Sei venuta da me (Debora M.)
 
 
Mi sono svegliata nel tepore del tuo abbraccio,
fremo al tuo respiro lieve sulla mia nuca.
Mi sei venuta a cercare,
nel silenzio di questa notte fredda,
e dolcemente mi culli.
E non piangere, mi dici, in un sussurro.
Mi occuperò io di te, adesso, figlia.
Tremo.
Chiudo gli occhi e percepisco il tocco vellutato e fresco.
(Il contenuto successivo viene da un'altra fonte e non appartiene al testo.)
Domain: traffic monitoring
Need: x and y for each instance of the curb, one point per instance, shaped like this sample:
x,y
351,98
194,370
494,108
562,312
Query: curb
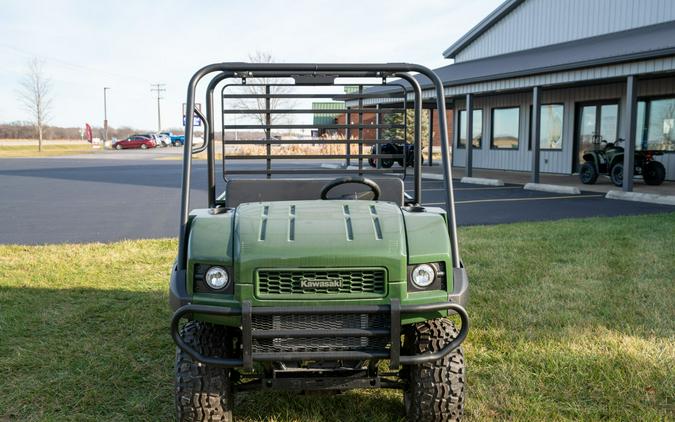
x,y
432,176
482,181
542,187
338,166
651,198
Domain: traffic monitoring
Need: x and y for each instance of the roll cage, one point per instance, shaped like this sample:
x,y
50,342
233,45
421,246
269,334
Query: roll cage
x,y
316,76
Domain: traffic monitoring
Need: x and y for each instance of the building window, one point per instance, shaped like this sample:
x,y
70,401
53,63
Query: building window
x,y
477,128
550,131
505,128
656,125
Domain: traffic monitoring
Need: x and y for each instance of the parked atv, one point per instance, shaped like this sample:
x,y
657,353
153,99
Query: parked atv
x,y
608,160
394,149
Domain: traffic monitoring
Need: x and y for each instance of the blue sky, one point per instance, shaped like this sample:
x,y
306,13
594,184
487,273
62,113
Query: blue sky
x,y
127,45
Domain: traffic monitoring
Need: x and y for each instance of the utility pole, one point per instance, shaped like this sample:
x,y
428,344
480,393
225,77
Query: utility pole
x,y
105,115
158,88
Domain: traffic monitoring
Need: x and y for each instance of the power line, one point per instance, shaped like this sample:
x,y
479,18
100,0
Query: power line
x,y
158,88
29,54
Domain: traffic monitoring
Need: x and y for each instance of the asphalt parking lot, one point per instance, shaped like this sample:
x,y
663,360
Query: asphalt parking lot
x,y
49,200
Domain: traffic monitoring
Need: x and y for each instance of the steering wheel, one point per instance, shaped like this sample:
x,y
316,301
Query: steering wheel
x,y
374,188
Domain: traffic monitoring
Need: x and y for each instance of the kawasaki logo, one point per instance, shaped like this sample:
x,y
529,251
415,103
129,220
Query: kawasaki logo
x,y
314,283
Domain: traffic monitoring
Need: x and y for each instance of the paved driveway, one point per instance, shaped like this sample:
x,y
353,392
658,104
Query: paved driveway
x,y
89,199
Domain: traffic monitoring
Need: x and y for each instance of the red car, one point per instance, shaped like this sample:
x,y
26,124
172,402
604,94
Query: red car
x,y
135,141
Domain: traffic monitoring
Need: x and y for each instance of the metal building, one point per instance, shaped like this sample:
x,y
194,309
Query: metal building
x,y
598,69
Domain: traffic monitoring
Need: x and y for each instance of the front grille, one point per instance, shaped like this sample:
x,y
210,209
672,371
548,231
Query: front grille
x,y
319,322
302,282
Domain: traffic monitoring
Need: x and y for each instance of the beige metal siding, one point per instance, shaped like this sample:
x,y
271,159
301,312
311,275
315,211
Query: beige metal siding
x,y
537,23
552,161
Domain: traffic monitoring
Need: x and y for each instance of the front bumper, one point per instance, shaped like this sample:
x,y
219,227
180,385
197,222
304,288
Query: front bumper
x,y
393,354
180,302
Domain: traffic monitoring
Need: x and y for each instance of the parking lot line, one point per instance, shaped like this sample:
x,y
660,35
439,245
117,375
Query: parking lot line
x,y
464,189
516,199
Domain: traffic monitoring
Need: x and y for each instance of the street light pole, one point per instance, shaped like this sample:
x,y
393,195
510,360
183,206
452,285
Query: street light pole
x,y
105,115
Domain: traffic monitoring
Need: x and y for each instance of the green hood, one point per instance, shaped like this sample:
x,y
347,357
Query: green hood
x,y
327,234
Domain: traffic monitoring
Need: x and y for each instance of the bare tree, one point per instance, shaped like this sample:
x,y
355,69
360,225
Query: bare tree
x,y
253,87
35,95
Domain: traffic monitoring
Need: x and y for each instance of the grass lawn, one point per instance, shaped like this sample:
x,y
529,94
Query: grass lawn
x,y
30,151
572,320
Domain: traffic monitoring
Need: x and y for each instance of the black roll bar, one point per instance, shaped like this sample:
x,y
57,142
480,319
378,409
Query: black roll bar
x,y
241,69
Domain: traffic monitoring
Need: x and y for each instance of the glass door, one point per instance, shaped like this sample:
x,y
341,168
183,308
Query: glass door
x,y
597,123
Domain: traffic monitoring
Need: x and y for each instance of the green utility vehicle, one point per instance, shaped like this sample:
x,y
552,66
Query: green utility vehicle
x,y
308,269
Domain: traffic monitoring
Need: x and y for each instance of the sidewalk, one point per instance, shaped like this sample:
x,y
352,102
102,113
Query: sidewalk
x,y
603,184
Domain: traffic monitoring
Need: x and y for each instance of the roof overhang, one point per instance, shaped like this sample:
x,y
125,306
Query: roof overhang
x,y
649,42
475,32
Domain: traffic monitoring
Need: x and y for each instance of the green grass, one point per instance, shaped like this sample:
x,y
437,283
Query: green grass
x,y
31,151
572,320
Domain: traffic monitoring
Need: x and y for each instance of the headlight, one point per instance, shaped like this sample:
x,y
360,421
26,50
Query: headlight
x,y
216,278
423,275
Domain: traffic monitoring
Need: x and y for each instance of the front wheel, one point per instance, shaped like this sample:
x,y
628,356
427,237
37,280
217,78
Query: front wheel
x,y
203,393
616,174
588,174
654,173
434,391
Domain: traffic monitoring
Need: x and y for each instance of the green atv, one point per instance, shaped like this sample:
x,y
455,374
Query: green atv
x,y
607,158
324,278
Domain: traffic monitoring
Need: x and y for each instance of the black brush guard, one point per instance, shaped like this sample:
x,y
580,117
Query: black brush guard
x,y
248,356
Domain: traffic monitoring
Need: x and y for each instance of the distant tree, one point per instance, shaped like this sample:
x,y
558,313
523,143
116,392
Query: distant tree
x,y
397,119
254,104
35,95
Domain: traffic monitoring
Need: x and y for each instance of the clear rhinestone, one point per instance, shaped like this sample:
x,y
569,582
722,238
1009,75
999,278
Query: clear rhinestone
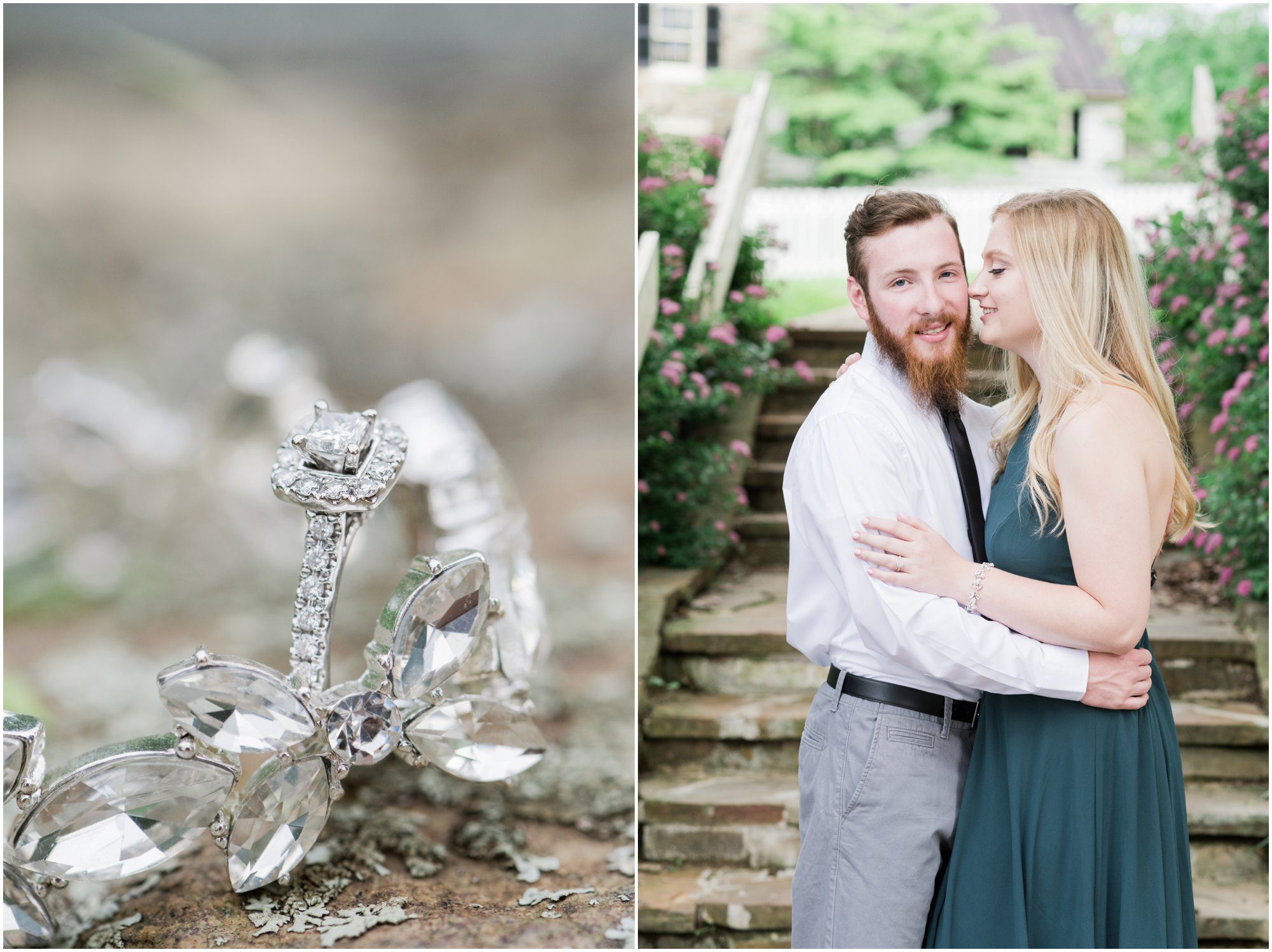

Sei fresca, Morte, sei diversa, sei calda.
Ma sei morte e piango,
mentre le tue braccia mi stringono con la tenerezza di un’amante.
Oh, Morte.
Mi sei venuta a cercare tu,
ma non piango, non piangerò.
Ma cosa vuoi da me, Morte?
Perché mi lusinghi prima della fine?
Perché asciughi le mie lacrime, consolando la mia anima?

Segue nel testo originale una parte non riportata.